The path to the truth is not an easy one, especially in a society which believes a woman’s place to be in the home, not wandering the countryside looking for clues. But nothing will stop the sisters from discovering what happened to the vanished bride, even as they find their own lives are in great peril…
It is a brave writer who would take the Brontë sisters (and Bramwell) and base a detective, or as they would have it, detectorist, series around them. Fortunately for the reader, Bella Ellis has used her love for and knowledge of the Brontës to craft a mystery that while not as gothic as Wuthering Heights, The Tenant of Wildfell Hall or Jane Eyre, still has distinct echoes of the themes they contain and is peppered throughout with the author’s knowledge of the Brontë family.
In what is hopefully the first in a series, Ellis spends little time introducing us to her characters. What we learn of them we find out from the sisters conversations.
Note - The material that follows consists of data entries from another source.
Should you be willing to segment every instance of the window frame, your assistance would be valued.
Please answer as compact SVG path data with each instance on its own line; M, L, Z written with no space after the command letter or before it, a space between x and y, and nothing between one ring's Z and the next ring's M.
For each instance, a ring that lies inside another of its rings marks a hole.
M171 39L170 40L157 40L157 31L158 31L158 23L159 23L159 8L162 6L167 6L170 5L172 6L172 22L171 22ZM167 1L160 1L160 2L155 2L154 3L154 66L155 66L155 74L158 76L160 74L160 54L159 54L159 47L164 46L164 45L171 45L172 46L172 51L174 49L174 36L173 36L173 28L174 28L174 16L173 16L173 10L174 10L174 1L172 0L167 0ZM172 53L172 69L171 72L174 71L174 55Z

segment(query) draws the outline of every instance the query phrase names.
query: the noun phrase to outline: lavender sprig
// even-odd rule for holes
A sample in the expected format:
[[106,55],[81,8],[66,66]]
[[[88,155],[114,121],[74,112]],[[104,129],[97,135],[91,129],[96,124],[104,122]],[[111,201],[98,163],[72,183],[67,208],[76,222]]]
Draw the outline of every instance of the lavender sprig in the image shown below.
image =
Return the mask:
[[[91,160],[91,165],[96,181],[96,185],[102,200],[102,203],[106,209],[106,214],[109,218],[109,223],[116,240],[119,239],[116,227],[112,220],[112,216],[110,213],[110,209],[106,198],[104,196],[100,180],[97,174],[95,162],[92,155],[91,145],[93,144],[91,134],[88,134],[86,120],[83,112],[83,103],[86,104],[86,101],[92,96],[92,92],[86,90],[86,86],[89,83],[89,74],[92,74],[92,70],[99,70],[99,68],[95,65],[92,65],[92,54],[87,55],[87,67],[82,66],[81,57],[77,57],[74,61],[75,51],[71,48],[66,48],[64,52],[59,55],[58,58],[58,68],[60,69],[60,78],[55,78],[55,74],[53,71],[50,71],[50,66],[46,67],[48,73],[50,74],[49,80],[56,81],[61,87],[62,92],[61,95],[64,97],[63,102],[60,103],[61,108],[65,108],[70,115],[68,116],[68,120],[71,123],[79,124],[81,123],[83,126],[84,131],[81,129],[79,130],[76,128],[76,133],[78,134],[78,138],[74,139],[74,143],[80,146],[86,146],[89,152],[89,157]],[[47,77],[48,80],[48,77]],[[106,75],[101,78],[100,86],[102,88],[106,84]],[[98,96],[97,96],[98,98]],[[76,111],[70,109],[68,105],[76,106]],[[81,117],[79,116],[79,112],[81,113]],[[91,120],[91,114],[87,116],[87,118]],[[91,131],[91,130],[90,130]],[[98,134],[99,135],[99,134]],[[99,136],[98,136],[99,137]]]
This is the Brontës at the start of their writing journeys. Charlotte, heartbroken after a love affair abroad is the sisters natural leader; Emily is impulsive and carefree and Anne, quieter and more contemplative. All are concerned about their brother Bramwell, who believes himself to be in love with the wife of another and has taken to frequent drinking bouts to assuage his troubled soul.
The Brontë sisters had such short lives and yet penned so many treasures that have stood the test of time. The Vanished Bride begins with a prologue in which Charlotte, in 1851, is the sole surviving Brontë sister and is looking back on her life and her adventures with her sisters, contemplating their adventures and stories that she will never tell.
Ellis has cleverly woven small details of the Brontë’s lives and works into this novel so that many details ring bells in our minds as we are reading.
The mystery itself is satisfyingly Victorian – a mixture of the gothic and the penny dreadful with a good backbone of feminism. Elizabeth Chester, second wife to Robert Chester and mother to Archie as well as step mother to Francis, has gone missing from her home, Chester Grange, leaving no trace, except a large pool of blood in her bedroom and a slew of dark rumours about her marriage. She is the second wife to have gone in violent circumstances. Francis’ mother, Imogen leapt to her death from the ramparts of Chester Grange and her husband’s violent outbursts were widely rumoured to be the cause. Everyone fears the worst has happened to Elizabeth.
The sisters are acquainted with the Chester’s governess, Mattie and decide to take it upon themselves to investigate. They set about examining evidence, interviewing witnesses and trying to read in between the lines to deduce what could have happened.
Ellis lays a nice trail of clues, false leads and unreliable evidence to create a satisfying mystery that is resolved only in the final chapters.
What makes this a really enjoyable read is the way that Ellis has penned the sisters’ characters, giving each her own slant on the case and following the path that their writing suggests their character might have followed. Thus Anne is the careful one, taking her time to sift through the facts and laying everything out neatly before her. Emily is blunt, impulsive and prone to jump to conclusions where Charlotte is the natural leader; the one who can empathise with those she is talking to, win their confidence and thus gain more information.
Bramwell is, in the main, more hindrance than help and their father’s short-sightedness extends beyond his vision as he fails to see what his daughters are truly capable of.
I loved the way that Ellis extends what we already know about the Brontë sisters – that they would challenge the conventional image of how Victorian women should behave – and takes it to the next level. For these three sisters, who grew up motherless, have already begun to realise they are capable of far more than the Victorian notion of womanhood allows, and their adventures see them pushing hard at the glass ceiling they were born under.
Verdict: I really enjoyed Bella Ellis’s Brontë sisters’ first mystery outing. A delicious concoction of the lightly gothic blended with a mysterious tale and a host of glorious literary references to keep the brain working as these intrepid women brook no obstacle in getting to the truth. Ellis has captured the essence of the Brontës here and that’s to be applauded.
Bella Ellis is the Brontë-esque pseudonym of Rowan Coleman, an acclaimed author of numerous novels for adults and children. She first visited the former home of the Brontë sisters when she was ten years old. From the moment she stepped over the threshold she was hooked, and embarked on a lifelong love affair with Charlotte, Emily, and Anne; their life; their literature; and their remarkable legacy.